Flow-through shares themselves are nothing new; in fact, they’ve been around since 1954. They’ve not only generated billions in financing for junior mining companies, but more than $1 billion in giving to registered Canadian charities since 2006.

While the benefits for investors / donors largely fall to those with $225,000+ in taxable personal income (those in the 50 per cent tax bracket in B.C.), other opportunities currently exist for liquidity providers, who have the benefit of purchasing the stocks at a discount, because of the tax savings to the original purchaser.

Essential for our future

While some investors have been hesitant to contribute to mining for the perceived environmental concerns, the importance of minerals critical for a green future is changing that.

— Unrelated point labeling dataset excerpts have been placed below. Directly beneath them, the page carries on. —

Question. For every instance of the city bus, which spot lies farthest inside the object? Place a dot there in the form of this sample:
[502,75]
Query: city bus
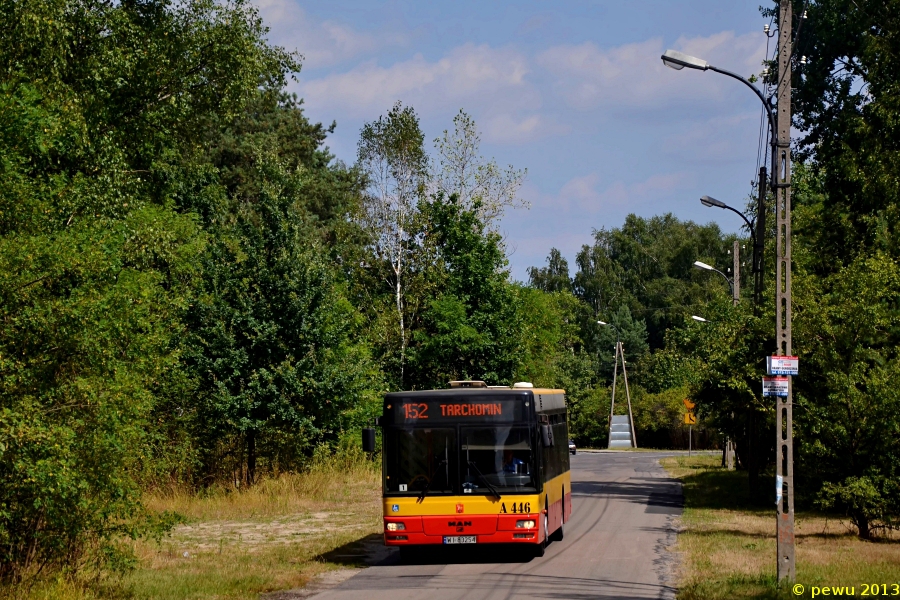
[474,465]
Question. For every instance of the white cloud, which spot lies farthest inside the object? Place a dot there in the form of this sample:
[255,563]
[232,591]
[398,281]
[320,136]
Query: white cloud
[322,43]
[491,79]
[633,76]
[506,129]
[584,195]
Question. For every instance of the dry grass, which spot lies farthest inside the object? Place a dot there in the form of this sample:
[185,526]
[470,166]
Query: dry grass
[277,535]
[728,545]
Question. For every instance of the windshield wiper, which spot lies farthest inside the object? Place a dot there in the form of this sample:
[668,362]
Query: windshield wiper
[484,479]
[428,485]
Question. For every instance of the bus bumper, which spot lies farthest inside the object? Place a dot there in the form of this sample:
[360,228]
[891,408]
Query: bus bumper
[486,529]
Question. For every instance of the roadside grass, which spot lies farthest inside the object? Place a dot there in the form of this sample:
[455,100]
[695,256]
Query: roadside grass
[236,544]
[727,544]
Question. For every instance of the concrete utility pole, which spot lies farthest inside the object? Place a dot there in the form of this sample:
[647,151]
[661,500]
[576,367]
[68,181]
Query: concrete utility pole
[784,442]
[736,274]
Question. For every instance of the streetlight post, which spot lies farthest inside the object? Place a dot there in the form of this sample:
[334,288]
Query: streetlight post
[780,142]
[620,351]
[678,60]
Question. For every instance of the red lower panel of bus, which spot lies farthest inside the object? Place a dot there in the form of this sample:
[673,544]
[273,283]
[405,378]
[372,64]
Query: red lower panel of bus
[488,529]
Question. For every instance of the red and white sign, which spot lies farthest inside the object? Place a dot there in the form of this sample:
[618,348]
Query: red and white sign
[782,365]
[776,386]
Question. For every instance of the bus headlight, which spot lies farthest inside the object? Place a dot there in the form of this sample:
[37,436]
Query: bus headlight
[525,524]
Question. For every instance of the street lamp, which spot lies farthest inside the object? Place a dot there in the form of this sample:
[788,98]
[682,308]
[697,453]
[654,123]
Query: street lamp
[706,267]
[678,61]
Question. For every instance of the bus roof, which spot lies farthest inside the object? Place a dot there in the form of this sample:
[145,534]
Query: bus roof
[456,392]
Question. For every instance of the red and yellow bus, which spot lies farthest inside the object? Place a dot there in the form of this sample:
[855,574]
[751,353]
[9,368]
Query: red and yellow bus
[475,465]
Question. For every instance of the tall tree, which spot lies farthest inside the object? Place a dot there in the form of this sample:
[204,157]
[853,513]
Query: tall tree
[391,154]
[478,183]
[99,102]
[552,278]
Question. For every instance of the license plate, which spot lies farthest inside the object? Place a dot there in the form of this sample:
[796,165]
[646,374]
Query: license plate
[459,539]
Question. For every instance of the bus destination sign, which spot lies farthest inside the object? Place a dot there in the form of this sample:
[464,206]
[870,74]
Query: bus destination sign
[453,410]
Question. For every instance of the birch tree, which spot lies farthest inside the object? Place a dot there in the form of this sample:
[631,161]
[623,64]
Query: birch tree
[391,153]
[481,185]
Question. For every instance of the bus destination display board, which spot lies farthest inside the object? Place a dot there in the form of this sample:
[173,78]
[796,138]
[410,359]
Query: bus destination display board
[451,410]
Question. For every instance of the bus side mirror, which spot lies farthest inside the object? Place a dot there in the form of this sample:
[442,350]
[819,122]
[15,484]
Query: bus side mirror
[369,439]
[546,435]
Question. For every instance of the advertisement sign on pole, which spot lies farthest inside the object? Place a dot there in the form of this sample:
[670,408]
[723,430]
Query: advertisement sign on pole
[782,365]
[775,386]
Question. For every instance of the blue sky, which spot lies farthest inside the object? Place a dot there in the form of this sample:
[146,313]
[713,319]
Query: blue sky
[573,91]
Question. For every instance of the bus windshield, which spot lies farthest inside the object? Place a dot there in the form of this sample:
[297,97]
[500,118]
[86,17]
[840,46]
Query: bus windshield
[471,460]
[499,456]
[420,460]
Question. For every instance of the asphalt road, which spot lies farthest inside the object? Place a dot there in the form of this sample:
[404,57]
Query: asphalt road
[615,546]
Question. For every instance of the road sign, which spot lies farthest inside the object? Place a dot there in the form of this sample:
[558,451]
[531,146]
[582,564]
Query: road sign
[782,365]
[775,386]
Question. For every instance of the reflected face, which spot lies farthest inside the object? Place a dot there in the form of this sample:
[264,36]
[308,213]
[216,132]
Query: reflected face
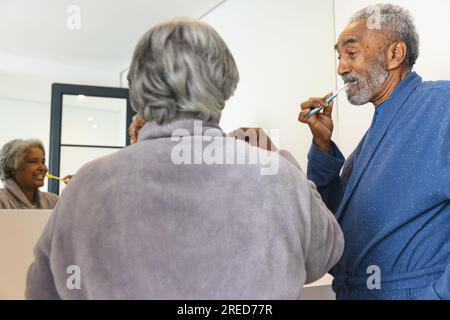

“We need to meet the surge in demand, or we won’t be able to get our electric cars on the road to meet our carbon targets,” Nicholson explains. “There’s a massive demand, not enough supply, and the world is looking to us.”

Additionally, investing in this sector brings jobs – especially for Indigenous people in Canada’s north.

As part of the Canadian government’s economic initiatives, it’s introduced an enhanced tax credit, where investments into explorations involving minerals such as copper, nickel, lithium and cobalt will now provide a 30 per cent tax credit – equal to a 60 per cent tax deduction, on top of the 100 per cent tax deductions from the flow-through structure, Nicholson notes.

While Canada’s major accounting firms are aware of the tax benefits of using flow-through shares with immediate liquidity providers, it’s new to some smaller firms and Nicholson invites queries from accountants and others wanting to learn more. And no, it does not create a red flag for Canada Revenue, as you have all the necessary receipts that support the government programs.

In the end, it’s the charities that benefit, with donors able to contribute more to the causes that matter to them, whether in health, social justice, the environment or the arts. “Revenue Canada has never thanked me for all the taxes I’ve paid over the years, but you’ll get lots of ‘thank yous’ from the charities you’re able to support,” Nicholson says.